SHANGHAI (Reuters) – China’s central bank said it lowered interest rates on its standing lending facility (SLF) in April, catching up with similar reductions in other liquidity tools as part of Beijing’s efforts to support the coronavirus-hit economy.
In the first-quarter monetary policy report published on Sunday, the People’s Bank of China (PBOC) said it had cut SLF rates by 30 basis points on April 10, bringing borrowing costs on overnight, seven-day and one-month loans to 3.05%, 3.2%, 3.55%, respectively.
The PBOC has been rolling out a slew of measures to backstop the economy since the coronavirus outbreak, cutting key policy rates and reducing the amount banks must hold as reserves for the dual purpose of boosting financial system liquidity and lowering financing costs.
In Sunday’s report, the PBOC said it will step up support for the economy, and dropped its long-standing vow to refrain from “flood-like” stimulus in a move that suggested authorities were prioritising growth and job creation as China struggles with its worst slump in decades.
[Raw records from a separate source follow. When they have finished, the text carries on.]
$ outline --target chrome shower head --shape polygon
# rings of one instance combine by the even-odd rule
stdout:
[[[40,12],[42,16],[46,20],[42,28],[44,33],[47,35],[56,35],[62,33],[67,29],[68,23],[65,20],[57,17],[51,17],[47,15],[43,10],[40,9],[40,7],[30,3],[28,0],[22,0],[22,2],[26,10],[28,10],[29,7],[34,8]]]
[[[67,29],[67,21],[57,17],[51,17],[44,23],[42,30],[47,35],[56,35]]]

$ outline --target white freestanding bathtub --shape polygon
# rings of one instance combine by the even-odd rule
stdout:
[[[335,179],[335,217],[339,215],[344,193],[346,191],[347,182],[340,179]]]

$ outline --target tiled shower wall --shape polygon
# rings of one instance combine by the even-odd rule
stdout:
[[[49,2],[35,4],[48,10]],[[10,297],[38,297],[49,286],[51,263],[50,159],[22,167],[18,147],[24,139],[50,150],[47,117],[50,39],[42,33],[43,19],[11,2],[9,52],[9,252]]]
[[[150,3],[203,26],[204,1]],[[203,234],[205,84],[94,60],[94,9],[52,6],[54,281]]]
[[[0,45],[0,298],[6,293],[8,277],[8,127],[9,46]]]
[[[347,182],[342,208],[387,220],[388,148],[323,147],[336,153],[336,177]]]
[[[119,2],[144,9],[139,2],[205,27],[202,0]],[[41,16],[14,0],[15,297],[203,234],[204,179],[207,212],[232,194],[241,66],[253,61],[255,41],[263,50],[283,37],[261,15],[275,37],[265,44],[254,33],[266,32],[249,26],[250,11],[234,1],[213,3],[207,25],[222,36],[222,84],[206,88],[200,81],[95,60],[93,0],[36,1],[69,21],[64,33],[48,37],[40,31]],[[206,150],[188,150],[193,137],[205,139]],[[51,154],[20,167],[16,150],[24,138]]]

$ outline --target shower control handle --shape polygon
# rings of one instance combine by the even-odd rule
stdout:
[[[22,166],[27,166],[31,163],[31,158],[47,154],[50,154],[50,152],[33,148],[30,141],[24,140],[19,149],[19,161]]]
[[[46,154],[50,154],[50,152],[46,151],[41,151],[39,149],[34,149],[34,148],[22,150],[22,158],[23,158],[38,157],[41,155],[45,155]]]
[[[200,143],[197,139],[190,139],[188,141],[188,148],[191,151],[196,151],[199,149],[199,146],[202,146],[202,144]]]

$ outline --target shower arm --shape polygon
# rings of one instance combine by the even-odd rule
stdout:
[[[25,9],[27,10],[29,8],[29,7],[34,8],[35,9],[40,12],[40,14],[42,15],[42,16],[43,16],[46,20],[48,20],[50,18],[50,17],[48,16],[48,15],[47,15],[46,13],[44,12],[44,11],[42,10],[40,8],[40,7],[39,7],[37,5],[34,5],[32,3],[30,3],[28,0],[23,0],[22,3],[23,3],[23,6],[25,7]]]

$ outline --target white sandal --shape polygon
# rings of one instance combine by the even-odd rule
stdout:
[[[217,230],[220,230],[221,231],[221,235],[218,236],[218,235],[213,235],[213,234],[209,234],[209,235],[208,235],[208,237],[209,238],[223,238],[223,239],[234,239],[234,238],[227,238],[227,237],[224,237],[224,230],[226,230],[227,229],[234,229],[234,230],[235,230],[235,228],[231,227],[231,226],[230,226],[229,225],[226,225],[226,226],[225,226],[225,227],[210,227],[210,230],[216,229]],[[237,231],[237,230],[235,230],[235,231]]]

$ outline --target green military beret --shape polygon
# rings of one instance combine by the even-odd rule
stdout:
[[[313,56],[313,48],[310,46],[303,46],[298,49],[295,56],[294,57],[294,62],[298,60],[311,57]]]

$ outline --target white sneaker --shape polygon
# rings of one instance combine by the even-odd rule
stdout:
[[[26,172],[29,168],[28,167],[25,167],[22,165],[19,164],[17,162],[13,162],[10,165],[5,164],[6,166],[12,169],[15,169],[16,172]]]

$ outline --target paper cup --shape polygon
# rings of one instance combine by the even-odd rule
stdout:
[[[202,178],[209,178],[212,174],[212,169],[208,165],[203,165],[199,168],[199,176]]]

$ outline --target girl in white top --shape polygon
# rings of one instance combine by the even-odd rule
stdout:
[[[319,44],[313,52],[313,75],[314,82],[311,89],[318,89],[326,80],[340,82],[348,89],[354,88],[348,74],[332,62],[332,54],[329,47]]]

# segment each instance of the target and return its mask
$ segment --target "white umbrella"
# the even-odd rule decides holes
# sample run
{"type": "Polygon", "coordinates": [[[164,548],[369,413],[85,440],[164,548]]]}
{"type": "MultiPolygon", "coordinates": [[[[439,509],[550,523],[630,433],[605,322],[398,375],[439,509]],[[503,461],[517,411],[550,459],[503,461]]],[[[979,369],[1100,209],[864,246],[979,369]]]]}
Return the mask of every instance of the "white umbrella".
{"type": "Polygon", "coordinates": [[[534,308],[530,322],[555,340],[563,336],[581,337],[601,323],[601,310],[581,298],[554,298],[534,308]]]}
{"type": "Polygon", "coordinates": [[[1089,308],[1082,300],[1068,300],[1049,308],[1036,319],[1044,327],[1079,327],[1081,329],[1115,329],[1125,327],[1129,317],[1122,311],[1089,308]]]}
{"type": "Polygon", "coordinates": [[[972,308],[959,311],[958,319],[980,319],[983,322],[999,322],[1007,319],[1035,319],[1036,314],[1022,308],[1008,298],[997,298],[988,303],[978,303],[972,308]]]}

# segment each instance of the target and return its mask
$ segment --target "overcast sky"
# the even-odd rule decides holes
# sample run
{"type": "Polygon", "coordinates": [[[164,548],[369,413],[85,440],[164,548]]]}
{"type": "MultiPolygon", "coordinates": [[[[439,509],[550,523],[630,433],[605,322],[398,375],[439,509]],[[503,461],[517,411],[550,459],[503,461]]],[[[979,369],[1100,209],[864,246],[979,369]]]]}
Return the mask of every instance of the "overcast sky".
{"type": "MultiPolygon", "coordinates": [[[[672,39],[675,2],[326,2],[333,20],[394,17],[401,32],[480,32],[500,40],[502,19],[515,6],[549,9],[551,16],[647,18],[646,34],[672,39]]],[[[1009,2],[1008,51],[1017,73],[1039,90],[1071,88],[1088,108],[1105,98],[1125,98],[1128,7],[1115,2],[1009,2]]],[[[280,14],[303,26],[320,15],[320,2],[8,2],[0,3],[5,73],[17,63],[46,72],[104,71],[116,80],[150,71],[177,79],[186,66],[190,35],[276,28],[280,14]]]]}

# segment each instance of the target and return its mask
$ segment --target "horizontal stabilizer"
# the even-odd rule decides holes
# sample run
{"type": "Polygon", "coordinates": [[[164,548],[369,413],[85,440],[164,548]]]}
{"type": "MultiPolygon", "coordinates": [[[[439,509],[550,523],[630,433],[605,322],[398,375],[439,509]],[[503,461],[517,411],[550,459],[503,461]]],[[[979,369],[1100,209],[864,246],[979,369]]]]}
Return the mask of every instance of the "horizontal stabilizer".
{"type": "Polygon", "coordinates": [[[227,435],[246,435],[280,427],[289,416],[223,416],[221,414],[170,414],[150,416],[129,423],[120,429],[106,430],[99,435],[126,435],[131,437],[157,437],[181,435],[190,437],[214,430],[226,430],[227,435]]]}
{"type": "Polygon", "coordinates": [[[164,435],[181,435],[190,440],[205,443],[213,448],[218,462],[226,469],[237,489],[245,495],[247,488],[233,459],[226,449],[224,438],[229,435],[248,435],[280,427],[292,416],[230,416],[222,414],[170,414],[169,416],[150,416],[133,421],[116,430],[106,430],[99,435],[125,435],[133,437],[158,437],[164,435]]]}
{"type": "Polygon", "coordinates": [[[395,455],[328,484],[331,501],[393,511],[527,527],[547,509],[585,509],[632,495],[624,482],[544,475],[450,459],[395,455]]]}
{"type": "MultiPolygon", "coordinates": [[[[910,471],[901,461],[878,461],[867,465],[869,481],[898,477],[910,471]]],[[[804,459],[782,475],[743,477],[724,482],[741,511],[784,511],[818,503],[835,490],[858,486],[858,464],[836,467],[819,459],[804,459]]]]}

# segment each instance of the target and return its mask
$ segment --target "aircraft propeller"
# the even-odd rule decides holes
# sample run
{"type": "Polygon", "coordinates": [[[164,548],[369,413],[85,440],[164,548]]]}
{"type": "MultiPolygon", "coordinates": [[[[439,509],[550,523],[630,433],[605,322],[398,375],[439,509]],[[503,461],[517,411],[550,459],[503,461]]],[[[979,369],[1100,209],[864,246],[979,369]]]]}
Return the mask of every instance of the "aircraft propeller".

Premier Li Keqiang told a recent cabinet meeting that the government will aims to complete issuance of another 1.0 trillion yuan local government special bonds by end-May.
The central bank has lowered one-year medium-term lending facility (MLF) loans to financial institutions
SLF loans have a shorter maturity and differs from the MLF, which the PBOC uses to manage longer-term liquidity in the banking system and guides the lending benchmark loan prime rate (LPR).
The PBOC said the SLF rate serves as the ceiling of its interest rate corridor and offers short-term liquidity support based on financial institutions’ demand, according to the report.